# Why You Suck at Archery & What you can do about it.



## aread (Dec 25, 2009)

This is a new book by Steve Ruis, the editor of Archery Focus Magazine. It's mostly stuff that the experienced archers have heard before, but Steve puts is all together and offers solutions to each. A few of the items he covers are:

- You tinker incessantly with your shot.
- You spend thousands on equipment and not a dime on coaching.
- You are completely unrealistic about your chances of winning.
- You think that a beer belly is another stabilizer. (one of the ones that hit home for me)
And over 20 other reasons that you suck at archery.

This book is mostly about the mental game of archery but also includes tips on the other parts of the shot. It's an easy and quick read and has a lot of great information.

I recommend it to anyone who is not shooting as well as they would like. $14.95 on Amazon.

JMHO,
Allen


----------



## subconsciously (Aug 22, 2009)

I always say - If you don't like the way you shoot, change the way you practice. 

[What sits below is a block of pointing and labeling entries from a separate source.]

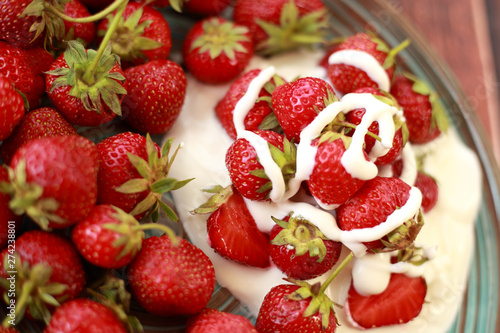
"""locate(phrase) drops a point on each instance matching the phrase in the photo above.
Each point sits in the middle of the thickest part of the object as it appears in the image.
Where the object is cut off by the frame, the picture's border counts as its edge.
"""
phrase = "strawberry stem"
(96, 17)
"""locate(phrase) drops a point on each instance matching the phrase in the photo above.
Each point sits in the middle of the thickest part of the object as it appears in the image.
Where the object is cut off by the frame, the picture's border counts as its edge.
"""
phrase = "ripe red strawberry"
(11, 107)
(47, 267)
(286, 309)
(274, 24)
(35, 124)
(330, 183)
(156, 92)
(347, 78)
(425, 117)
(55, 180)
(399, 303)
(85, 97)
(232, 231)
(259, 115)
(215, 321)
(25, 69)
(171, 277)
(429, 188)
(300, 250)
(372, 204)
(84, 315)
(146, 32)
(110, 238)
(297, 103)
(217, 50)
(246, 172)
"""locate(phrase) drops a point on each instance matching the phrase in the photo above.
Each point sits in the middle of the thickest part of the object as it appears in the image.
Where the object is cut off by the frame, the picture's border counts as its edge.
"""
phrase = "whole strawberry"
(84, 315)
(425, 117)
(297, 103)
(247, 173)
(47, 271)
(215, 321)
(216, 50)
(260, 116)
(156, 92)
(54, 180)
(86, 95)
(35, 124)
(142, 34)
(170, 276)
(275, 24)
(11, 107)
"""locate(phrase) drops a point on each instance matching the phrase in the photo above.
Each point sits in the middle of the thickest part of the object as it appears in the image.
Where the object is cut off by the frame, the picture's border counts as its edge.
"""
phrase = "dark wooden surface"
(466, 34)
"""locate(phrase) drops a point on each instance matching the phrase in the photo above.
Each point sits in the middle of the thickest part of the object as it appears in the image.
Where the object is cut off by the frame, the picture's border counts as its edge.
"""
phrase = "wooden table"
(466, 34)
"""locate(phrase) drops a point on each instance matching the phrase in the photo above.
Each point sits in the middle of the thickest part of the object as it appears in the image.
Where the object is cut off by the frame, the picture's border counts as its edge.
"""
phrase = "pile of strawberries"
(75, 209)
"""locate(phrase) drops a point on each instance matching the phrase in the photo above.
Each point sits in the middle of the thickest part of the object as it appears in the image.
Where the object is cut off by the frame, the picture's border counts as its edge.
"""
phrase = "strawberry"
(372, 204)
(142, 34)
(156, 92)
(11, 108)
(47, 270)
(35, 124)
(425, 117)
(260, 115)
(216, 50)
(399, 303)
(24, 68)
(110, 238)
(300, 250)
(232, 231)
(294, 309)
(170, 276)
(246, 172)
(215, 321)
(54, 180)
(133, 174)
(86, 95)
(346, 78)
(297, 103)
(84, 315)
(276, 24)
(429, 188)
(329, 182)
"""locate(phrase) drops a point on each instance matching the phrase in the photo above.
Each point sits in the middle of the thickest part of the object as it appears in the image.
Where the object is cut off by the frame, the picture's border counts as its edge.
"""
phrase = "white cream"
(448, 227)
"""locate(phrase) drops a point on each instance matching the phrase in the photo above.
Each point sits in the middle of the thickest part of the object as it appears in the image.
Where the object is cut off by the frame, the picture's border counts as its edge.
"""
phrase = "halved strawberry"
(399, 303)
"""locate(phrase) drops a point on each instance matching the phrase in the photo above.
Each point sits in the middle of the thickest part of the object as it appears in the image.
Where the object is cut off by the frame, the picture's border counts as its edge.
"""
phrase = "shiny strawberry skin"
(66, 168)
(11, 108)
(225, 107)
(35, 124)
(329, 181)
(297, 103)
(222, 68)
(372, 204)
(399, 303)
(303, 267)
(281, 314)
(347, 78)
(156, 93)
(84, 315)
(241, 160)
(233, 233)
(168, 279)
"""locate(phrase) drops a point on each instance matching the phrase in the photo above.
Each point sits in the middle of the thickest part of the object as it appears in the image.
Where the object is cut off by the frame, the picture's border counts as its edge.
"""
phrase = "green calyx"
(33, 289)
(26, 198)
(304, 236)
(102, 85)
(127, 40)
(221, 38)
(155, 180)
(294, 31)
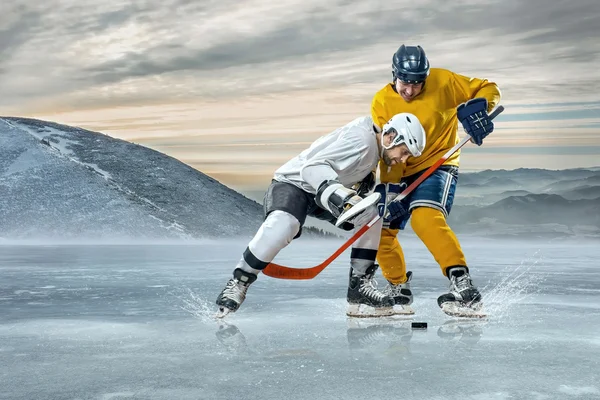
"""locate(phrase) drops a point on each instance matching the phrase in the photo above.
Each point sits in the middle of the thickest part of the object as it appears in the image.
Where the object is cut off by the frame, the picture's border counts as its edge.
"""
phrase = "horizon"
(237, 100)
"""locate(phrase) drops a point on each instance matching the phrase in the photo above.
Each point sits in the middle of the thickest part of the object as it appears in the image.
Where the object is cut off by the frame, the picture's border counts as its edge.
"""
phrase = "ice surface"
(135, 322)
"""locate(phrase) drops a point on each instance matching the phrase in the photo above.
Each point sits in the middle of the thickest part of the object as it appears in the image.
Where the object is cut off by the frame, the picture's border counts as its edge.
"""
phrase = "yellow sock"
(391, 258)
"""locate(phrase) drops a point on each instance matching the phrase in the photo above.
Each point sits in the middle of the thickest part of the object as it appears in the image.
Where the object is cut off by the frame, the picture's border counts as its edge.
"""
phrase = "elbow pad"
(333, 197)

Archery Focus is a great read from lots of great coaches.


----------



## aread (Dec 25, 2009)

subconsciously said:


> I always say - If you don't like the way you shoot, change the way you practice.
> 
> ....


No truer words ever posted! :thumbs_up


----------



## mike 66 (Jan 21, 2010)

I agree, x2


----------



## mrchaos102 (May 23, 2012)

Tag

Sent from my Samsung Galaxy S2 Android


----------



## jrye (Jun 12, 2011)

my copy of the book just came today. So far I like it.


----------